Vendredi soir, le vice-président Mahmoud Mekky avait évoqué l’éventualité d’un report du référendum sur le projet controversé de la constitution, prévu initialement le 15 mars, "si cela pouvait être fait sans rencontrer d’obstacles juridiques".

Après plusieurs jours sanglants ayant fait 7 morts et des centaines de blessés, le Président égyptien a appelé, jeudi soir, à un dialogue national global pour trouver une solution à la crise politique provoquée suite à l’adoption le 22 novembre d’un décret élargissant les pouvoirs présidentiels.

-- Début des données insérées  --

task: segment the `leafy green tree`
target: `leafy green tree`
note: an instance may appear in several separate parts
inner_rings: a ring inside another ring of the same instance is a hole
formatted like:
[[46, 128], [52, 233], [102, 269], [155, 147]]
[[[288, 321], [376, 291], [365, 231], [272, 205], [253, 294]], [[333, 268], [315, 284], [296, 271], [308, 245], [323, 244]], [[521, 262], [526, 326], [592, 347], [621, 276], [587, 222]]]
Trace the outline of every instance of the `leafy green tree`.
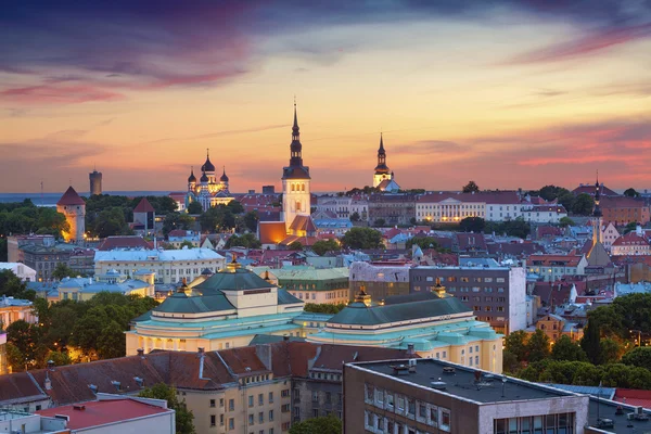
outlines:
[[307, 419], [290, 429], [290, 434], [342, 434], [342, 421], [334, 416]]
[[319, 240], [311, 246], [314, 253], [323, 256], [328, 252], [339, 252], [342, 247], [335, 240]]
[[587, 194], [580, 193], [574, 200], [574, 204], [572, 205], [572, 212], [579, 216], [589, 216], [592, 214], [592, 209], [595, 208], [595, 199]]
[[482, 217], [465, 217], [459, 221], [459, 228], [463, 232], [483, 232], [486, 221]]
[[244, 226], [246, 227], [246, 229], [248, 229], [251, 232], [257, 231], [257, 225], [258, 225], [258, 221], [260, 221], [260, 218], [258, 217], [257, 212], [251, 210], [251, 212], [244, 214], [243, 220], [244, 220]]
[[290, 243], [290, 245], [288, 245], [288, 247], [291, 251], [302, 251], [303, 250], [303, 244], [301, 244], [298, 241], [293, 241]]
[[573, 219], [571, 219], [570, 217], [561, 217], [561, 219], [559, 220], [559, 226], [561, 228], [566, 228], [569, 226], [574, 226], [575, 222]]
[[586, 352], [588, 360], [593, 365], [600, 361], [600, 345], [601, 333], [599, 331], [599, 322], [588, 317], [588, 324], [584, 329], [584, 335], [580, 340], [580, 347]]
[[347, 248], [380, 248], [384, 245], [382, 233], [371, 228], [350, 228], [342, 237], [342, 244]]
[[651, 370], [651, 347], [633, 348], [622, 357], [622, 363]]
[[624, 190], [624, 195], [627, 197], [639, 197], [640, 193], [638, 193], [634, 188]]
[[588, 357], [583, 350], [580, 345], [572, 342], [570, 336], [562, 334], [557, 340], [551, 348], [551, 358], [554, 360], [569, 360], [569, 361], [587, 361]]
[[505, 349], [515, 356], [518, 361], [526, 361], [528, 357], [526, 342], [526, 332], [518, 330], [505, 337]]
[[188, 208], [186, 208], [188, 210], [188, 214], [201, 214], [203, 213], [203, 206], [201, 206], [201, 204], [199, 202], [190, 202], [190, 204], [188, 205]]
[[71, 267], [68, 267], [64, 263], [56, 264], [54, 271], [52, 271], [52, 277], [58, 280], [62, 280], [65, 278], [74, 278], [77, 277], [77, 273], [73, 271]]
[[195, 434], [194, 414], [188, 410], [186, 400], [179, 400], [176, 388], [168, 386], [165, 383], [158, 383], [152, 387], [148, 387], [138, 394], [142, 398], [165, 399], [167, 408], [176, 411], [176, 433], [177, 434]]
[[476, 193], [480, 191], [480, 188], [475, 181], [469, 181], [465, 186], [463, 186], [462, 191], [464, 193]]
[[540, 329], [531, 335], [526, 344], [528, 361], [535, 362], [549, 357], [549, 337]]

En réaction à ce discours, le Front du salut national, coalition de l’opposition égyptienne, a annoncé son rejet de l’offre de dialogue national.

Dans un communiqué, le Front a exprimé le "refus de participer au dialogue proposé par le président de la République ce samedi".

Selon cette coalition présidée par l’ancien chef de l’agence internationale pour l’énergie atomique, Mohamed El Baradei, l’offre du président ne présente pas les bases "d’un dialogue véritable et sérieux".

Il a, dans ce sens, demandé l’annulation du décret du 22 novembre par lequel le président a considérablement élargi ses pouvoirs, et du référendum prévu le 15 décembre sur un projet controversé de la Constitution.

L’opposition dénonce une "dérive autoritaire" de M. Morsi depuis que ce dernier a élargi considérablement ses pouvoirs par un décret mettant à l’abri de tout recours en justice ses décisions ainsi que la commission constituante accusée d’être largement dominée par les islamistes.

Elle demande aussi l’abandon du référendum prévu le 15 décembre sur le projet de Constitution, accusé entre autres d’offrir peu de garanties pour les libertés d’expression et de religion.